Ask a hundred dolphin experts to sketch their favorite trolling spread, and you’ll likely get a hundred different drawings with a multitude of lines and lures going every which way. Nevertheless, regardless of how many lines you troll or exactly where you position favorite lures in your spread, troll an additional line down the center and deploy a naked ballyhoo way back in the “super shotgun” position. I don’t mean at the end of the white water. I’m talking 500 feet or more! Obviously, it only makes sense that this bait be dragged off an outfit equipped with a high-capacity reel. Swimming at nearly two football fields behind the boat, the straggler will be presented in clean, quiet water well behind the other offerings so it doesn’t appear to be part of the spread, but rather a loner looking for trouble.

Golden Grass

Not all weed patches are created equal. Some clumps of Sargasso have been floating aimlessly for who knows how long and are almost dead and barren of life.
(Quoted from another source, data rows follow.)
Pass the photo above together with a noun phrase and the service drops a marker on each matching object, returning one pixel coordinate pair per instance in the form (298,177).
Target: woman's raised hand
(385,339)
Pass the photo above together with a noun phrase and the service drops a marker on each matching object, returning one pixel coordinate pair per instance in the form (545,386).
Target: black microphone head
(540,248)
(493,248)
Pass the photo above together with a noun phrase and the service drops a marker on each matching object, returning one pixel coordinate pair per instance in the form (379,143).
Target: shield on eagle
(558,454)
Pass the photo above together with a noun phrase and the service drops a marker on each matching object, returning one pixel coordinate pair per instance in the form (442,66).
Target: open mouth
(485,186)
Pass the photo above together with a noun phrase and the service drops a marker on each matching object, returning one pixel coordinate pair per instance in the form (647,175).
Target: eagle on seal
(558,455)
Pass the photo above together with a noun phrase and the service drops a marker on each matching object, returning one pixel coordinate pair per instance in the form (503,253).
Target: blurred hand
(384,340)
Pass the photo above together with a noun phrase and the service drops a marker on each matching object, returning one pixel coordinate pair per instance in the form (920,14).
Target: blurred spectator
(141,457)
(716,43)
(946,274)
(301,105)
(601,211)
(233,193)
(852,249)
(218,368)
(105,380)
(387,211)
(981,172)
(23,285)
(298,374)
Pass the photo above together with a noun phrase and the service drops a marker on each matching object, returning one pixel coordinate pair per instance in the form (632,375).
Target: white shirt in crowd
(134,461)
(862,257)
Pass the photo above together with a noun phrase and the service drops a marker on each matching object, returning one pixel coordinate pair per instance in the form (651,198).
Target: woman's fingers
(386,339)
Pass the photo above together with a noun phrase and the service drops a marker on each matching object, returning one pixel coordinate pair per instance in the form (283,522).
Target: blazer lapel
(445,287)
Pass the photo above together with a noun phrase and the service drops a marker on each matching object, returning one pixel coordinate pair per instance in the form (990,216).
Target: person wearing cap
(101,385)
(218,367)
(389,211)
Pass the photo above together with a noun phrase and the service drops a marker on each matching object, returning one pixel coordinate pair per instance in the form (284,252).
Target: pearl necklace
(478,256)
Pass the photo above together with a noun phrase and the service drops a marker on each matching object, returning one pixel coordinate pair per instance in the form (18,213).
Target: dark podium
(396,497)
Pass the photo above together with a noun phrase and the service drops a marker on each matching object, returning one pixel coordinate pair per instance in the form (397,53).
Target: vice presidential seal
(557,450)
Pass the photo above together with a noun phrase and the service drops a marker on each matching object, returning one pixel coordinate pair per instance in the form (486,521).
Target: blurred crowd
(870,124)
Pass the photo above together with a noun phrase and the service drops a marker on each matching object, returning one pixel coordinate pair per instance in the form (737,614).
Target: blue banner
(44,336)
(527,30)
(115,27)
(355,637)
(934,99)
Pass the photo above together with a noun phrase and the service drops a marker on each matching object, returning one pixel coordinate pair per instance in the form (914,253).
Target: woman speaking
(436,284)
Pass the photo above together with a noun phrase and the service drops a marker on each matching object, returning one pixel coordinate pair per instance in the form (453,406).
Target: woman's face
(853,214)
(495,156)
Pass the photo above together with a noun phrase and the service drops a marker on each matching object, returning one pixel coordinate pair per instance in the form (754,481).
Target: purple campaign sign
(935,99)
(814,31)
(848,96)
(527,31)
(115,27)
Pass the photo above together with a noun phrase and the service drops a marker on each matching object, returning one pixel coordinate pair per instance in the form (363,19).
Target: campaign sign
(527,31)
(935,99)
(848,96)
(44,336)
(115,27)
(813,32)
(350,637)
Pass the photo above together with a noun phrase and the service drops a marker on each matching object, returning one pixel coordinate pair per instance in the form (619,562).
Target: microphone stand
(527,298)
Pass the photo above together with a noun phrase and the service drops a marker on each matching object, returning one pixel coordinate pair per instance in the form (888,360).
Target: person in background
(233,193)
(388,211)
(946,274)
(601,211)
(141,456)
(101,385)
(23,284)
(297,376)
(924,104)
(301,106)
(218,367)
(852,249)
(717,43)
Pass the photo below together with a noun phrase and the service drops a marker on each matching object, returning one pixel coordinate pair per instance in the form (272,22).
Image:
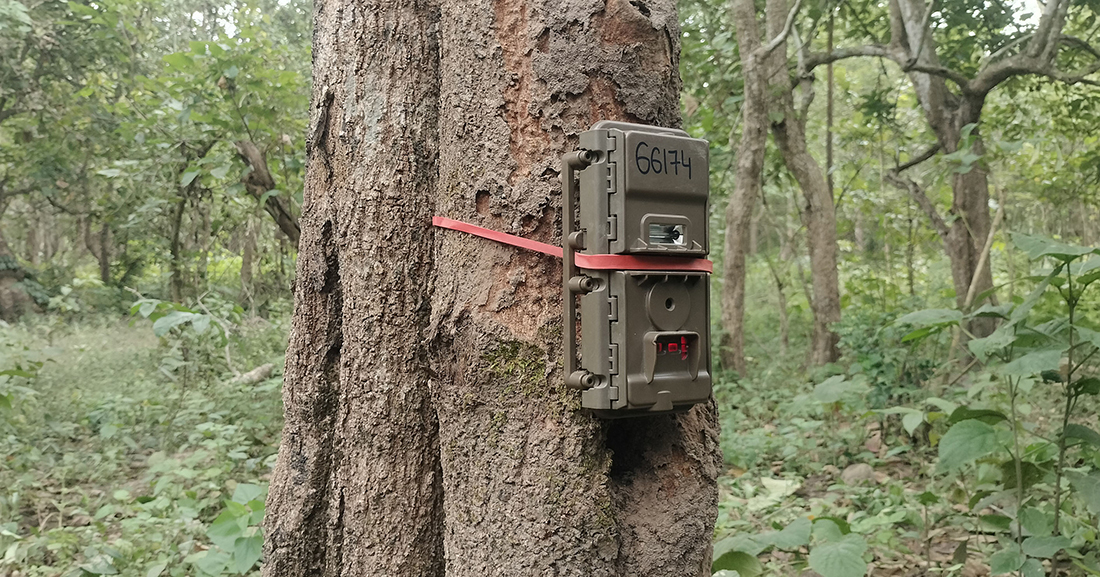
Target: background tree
(524,481)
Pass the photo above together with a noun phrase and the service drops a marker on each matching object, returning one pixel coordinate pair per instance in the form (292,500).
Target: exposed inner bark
(532,486)
(481,463)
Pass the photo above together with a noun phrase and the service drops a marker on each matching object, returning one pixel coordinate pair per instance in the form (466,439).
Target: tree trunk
(248,256)
(818,214)
(424,379)
(356,486)
(947,114)
(259,181)
(105,254)
(750,154)
(532,486)
(176,250)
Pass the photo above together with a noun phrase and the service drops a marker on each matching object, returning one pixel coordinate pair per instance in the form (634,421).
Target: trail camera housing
(645,323)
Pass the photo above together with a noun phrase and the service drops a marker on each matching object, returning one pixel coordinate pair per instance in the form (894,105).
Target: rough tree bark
(531,485)
(394,333)
(750,153)
(356,487)
(260,180)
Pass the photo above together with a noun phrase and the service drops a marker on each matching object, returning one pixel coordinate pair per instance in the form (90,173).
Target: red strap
(590,262)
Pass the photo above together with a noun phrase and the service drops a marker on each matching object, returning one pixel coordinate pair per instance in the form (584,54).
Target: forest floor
(110,470)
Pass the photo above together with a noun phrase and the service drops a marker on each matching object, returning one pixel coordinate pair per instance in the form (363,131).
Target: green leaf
(245,492)
(931,317)
(156,568)
(246,552)
(746,543)
(1088,386)
(1044,547)
(835,388)
(965,442)
(743,563)
(1084,433)
(200,323)
(992,344)
(1037,246)
(270,193)
(212,563)
(221,172)
(179,60)
(172,320)
(1005,561)
(793,535)
(986,415)
(188,177)
(1088,489)
(1035,522)
(1033,363)
(1032,568)
(224,531)
(843,557)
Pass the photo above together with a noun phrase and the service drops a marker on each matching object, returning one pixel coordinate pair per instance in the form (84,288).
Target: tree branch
(893,176)
(765,51)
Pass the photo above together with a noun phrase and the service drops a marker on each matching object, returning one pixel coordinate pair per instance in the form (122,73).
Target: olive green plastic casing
(636,324)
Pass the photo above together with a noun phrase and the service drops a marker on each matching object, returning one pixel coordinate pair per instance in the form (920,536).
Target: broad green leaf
(743,563)
(270,193)
(213,563)
(835,388)
(1035,522)
(1037,246)
(1032,568)
(179,60)
(986,415)
(1088,386)
(746,543)
(1033,363)
(200,323)
(994,343)
(793,535)
(1022,310)
(224,531)
(911,419)
(839,558)
(245,492)
(221,172)
(172,320)
(931,317)
(246,552)
(1044,547)
(1088,489)
(156,568)
(1005,561)
(1082,433)
(965,442)
(188,177)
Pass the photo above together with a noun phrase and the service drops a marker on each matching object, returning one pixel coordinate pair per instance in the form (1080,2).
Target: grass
(110,467)
(134,455)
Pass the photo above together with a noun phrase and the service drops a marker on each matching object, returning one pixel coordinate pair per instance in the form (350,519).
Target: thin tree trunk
(175,250)
(259,180)
(248,255)
(750,154)
(356,485)
(532,486)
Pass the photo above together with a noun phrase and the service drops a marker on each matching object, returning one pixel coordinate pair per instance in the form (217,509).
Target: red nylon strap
(590,262)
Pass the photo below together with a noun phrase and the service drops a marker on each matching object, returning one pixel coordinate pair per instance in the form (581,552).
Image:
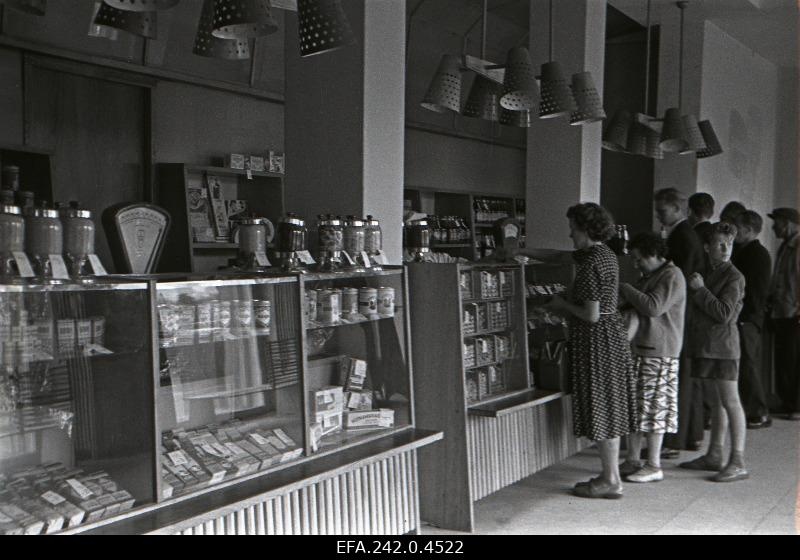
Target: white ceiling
(768,27)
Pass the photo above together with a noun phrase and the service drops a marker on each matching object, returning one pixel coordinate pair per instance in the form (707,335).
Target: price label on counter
(23,264)
(305,257)
(381,258)
(262,260)
(59,267)
(348,258)
(97,266)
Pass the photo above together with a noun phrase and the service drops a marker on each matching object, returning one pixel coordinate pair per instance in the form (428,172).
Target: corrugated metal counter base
(379,498)
(506,449)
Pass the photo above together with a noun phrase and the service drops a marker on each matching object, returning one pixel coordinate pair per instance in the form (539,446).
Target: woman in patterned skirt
(659,300)
(603,381)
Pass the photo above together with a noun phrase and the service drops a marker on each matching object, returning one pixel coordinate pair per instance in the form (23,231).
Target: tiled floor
(684,503)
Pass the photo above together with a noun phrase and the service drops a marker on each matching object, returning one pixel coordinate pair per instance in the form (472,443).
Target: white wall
(739,96)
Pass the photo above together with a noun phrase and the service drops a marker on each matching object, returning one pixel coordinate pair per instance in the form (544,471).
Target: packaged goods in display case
(75,413)
(359,374)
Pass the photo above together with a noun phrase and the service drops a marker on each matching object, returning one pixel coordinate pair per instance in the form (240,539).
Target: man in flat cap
(784,310)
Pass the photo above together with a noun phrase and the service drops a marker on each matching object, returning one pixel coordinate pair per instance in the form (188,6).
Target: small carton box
(372,419)
(328,400)
(353,373)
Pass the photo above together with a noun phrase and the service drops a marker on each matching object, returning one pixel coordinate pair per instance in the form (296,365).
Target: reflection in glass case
(357,375)
(76,407)
(230,391)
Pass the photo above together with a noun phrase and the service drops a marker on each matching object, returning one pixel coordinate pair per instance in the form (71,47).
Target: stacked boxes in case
(206,456)
(49,498)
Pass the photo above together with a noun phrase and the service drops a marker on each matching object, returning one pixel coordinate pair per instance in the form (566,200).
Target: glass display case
(76,404)
(229,397)
(357,376)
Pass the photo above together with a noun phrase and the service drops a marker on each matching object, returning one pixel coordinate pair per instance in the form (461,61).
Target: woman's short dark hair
(594,220)
(720,228)
(649,244)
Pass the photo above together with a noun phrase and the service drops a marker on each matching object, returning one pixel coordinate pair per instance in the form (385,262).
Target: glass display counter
(76,406)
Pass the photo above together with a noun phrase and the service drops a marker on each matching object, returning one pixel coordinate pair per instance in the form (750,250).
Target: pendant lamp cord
(551,31)
(647,64)
(682,6)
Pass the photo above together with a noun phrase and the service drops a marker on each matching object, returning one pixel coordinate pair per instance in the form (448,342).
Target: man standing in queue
(685,250)
(784,310)
(755,264)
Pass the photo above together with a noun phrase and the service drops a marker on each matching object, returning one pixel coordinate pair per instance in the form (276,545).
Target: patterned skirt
(657,394)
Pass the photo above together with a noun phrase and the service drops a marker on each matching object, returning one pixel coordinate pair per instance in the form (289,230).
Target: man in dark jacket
(686,251)
(701,210)
(755,264)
As you approach a well-formed patch, look in the water around and under the vegetation for juvenile crustaceans and baitfish. If the grass is “alive,” it is likely that game fish will be nearby and worth further investigation. When this is the case, the best bait is what is available directly on the fishing grounds. Juvenile triggers, puffers, runners and jacks seek shelter among the floating grass and are exactly what local dolphin are feeding on, so why not give them precisely what they want. To draw the prime baitfish out from under the flotsam where they can be easily captured with a sabiki rig or tiny, baited hook, hang a block of frozen chum off the side of the boat as you drift by the patch and watch as the baitfish magically come to you.

Wake & Bake

Unlike many other fish, dolphin feed mainly during the day and are rarely caught at night. This means anglers who have baits in the water at the crack of dawn have the best shot of finding hungry fish looking for breakfast. Most dolphin are caught before noon for this reason. I'm not saying you can’t catch a few ‘phins late in the afternoon when the sun is high and ocean surface temperatures have reached the baking point, but remember that the later in the day it gets, the more the odds are against you.